His boot struck something and he stumbled forward. Pulling the black hem of his robe away exposed a pale, hairless face staring up at him with lifeless black eyes and a stagnant aroma wafting from a mouth filled with needle teeth.
No. His crown burned upon his brow, smoldering with thought. Not that.
But close. The scent of death, heaviest and most pungent, was not making it particularly easy to sense out that enigmatic aroma. Understandable, he thought, given all the corpses.
He hadn’t been at Irontide when it all happened, when his warriors had stormed the fortress to retrieve the tome and kill the demonic leader known as the Deepshriek. As he swept a glance about the hollow chamber, though, he absently wished he had been; he certainly wouldn’t have left all these corpses about.

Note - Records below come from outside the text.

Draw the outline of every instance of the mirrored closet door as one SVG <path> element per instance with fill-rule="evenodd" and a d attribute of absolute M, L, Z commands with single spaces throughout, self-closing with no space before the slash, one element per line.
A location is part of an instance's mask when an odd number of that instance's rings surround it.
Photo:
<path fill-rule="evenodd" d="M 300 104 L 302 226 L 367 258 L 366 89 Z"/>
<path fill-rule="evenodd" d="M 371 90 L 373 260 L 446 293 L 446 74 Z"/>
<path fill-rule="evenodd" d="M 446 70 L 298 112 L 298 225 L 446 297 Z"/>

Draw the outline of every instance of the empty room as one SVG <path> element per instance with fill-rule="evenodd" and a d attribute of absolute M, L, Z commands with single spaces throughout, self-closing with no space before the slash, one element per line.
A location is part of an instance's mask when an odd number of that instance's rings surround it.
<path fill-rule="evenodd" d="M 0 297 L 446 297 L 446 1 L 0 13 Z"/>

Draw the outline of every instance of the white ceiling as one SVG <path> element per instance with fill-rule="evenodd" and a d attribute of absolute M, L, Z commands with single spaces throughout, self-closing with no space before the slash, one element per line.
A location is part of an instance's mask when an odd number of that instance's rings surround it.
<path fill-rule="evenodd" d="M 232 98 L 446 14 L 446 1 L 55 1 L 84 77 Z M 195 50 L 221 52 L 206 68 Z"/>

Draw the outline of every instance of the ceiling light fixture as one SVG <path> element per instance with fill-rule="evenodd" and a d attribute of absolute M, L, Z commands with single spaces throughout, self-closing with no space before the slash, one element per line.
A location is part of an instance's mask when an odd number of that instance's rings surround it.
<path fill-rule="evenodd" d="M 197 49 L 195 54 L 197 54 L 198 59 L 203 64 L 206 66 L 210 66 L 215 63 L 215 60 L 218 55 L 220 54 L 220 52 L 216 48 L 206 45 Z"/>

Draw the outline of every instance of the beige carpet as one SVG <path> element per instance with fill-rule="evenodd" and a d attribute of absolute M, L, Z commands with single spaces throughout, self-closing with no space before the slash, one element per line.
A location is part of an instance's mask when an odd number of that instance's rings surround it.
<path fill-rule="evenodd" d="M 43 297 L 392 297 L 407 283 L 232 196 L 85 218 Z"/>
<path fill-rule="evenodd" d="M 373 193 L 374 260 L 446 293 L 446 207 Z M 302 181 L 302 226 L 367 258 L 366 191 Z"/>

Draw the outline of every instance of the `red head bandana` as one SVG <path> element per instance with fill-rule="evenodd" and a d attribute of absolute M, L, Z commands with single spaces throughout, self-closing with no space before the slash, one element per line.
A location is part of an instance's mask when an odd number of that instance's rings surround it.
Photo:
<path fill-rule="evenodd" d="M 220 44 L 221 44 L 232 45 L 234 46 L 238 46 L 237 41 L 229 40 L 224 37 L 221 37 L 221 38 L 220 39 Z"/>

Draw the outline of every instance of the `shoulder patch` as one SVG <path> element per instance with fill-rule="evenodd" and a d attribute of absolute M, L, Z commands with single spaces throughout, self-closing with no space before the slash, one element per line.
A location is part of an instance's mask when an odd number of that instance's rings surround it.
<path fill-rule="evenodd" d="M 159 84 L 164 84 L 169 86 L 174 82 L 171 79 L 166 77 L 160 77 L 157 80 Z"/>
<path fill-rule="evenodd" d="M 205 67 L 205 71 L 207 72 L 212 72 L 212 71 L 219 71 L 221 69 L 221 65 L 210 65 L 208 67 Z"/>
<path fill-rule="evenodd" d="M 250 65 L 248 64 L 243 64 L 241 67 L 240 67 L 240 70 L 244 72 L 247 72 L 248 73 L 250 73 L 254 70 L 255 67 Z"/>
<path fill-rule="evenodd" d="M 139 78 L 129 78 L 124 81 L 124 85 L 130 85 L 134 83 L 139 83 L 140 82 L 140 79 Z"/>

They lay where they had fallen, white and purple, frogman and netherling: gored, cut, rent, stabbed, impaled, trampled, ripped, strangled, drowned, broken, and decapitated. They swelled only barely from salt water. Gulls had not come to feed upon them, as though they were too unclean even for vermin.
He could understand why they hadn’t feasted upon the frogmen, of course, demon-tainted filth that they were. He felt vaguely insulted that his warriors were similarly untouched, as though there were something wrong with them.